BRISTOL, Va. — A request to allow the Bristol Redevelopment and Housing Authority to establish a community resource center sailed through the Planning Commission on Monday but not before commissioners voiced support for a homeless day center no longer included in those plans.
The commission voted 6-0 to recommend the City Council approve the authority’s request for a special exception to allow the Envision center at 712 Oakview Ave. The center would be a federal Housing and Urban Development-designated facility offering educational classes, job search assistance and health care services.
An exception is needed since the property is zoned R-2 for single and two-family residential and doesn’t currently allow a community resource center.
The authority’s original request in August included space for a day center for the homeless, but that component was removed from the plans after some concerns arose.
“I was very pleased with the outcome, and I was also pleased with the comments about the day center that I heard today,” BRHA Executive Director Lisa Porter said. “We may revisit that at some point.”
Asked if another request to establish a homeless day center might come forward, she said, “We’ll have to see, but the most important thing today is the Envision center got the approval.”
The authority owns the 3,000-square-foot building located adjacent to Johnson Court and the former Douglass school. It formerly served as a child care center and later a community center.

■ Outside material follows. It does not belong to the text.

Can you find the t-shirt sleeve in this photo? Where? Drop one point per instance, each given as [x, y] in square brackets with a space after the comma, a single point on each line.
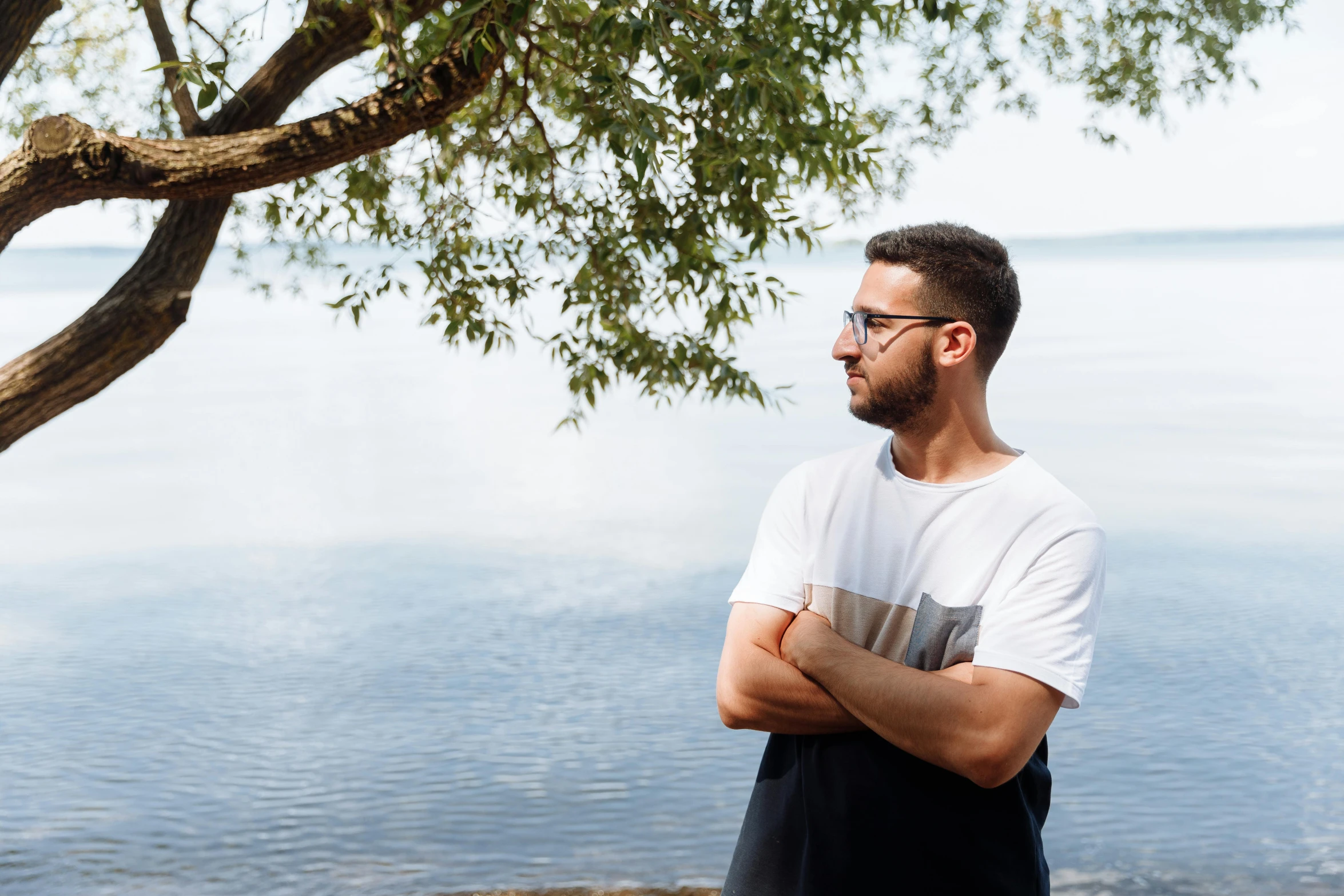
[1046, 626]
[774, 571]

Even though the homeless component wasn’t included, commissioners spent several minutes expressing support for the concept.
“Everybody says, ‘Not in my backyard.’ Unfortunately, in a city this small, every place is somebody’s backyard,” Chairman Michael Pollard said during the discussion. “I can understand both sides of it. … I’m still very much in support of a day center in whatever format it may be able to be handled. … I very much hope a day center can happen and happen quickly.”
If the housing authority ever wanted to establish a homeless day center, that would have to undergo a separate review, public hearing and approval before opening, City Planner Sally Morgan said after the meeting.
The council is expected to consider the request at its Oct. 27 meeting.
The City Council and Planning Commission held a joint public hearing on the Envision center last week and received only supportive feedback.
Planned services for the Envision center include educational classes, such as GED, financial literacy and parenting; job search assistance; health services through Crossroads Medical and substance abuse counseling. Services would be available to residents of both sides of town, not just those living in BRHA housing.
The Envision center could help “hundreds,” Porter said.
“We get calls every day now, and we’re already doing the work, but this will give us a location where we can have these programs in one spot, so it will be much improved,” Porter said.
Lynn Pannell, the authority’s family self-sufficiency coordinator, agreed.
“[With] the volume of calls the United Way has had just since the pandemic started, we would be able to alleviate their burden of having to field all of those, so that’s a win-win for everybody,” Pannell said.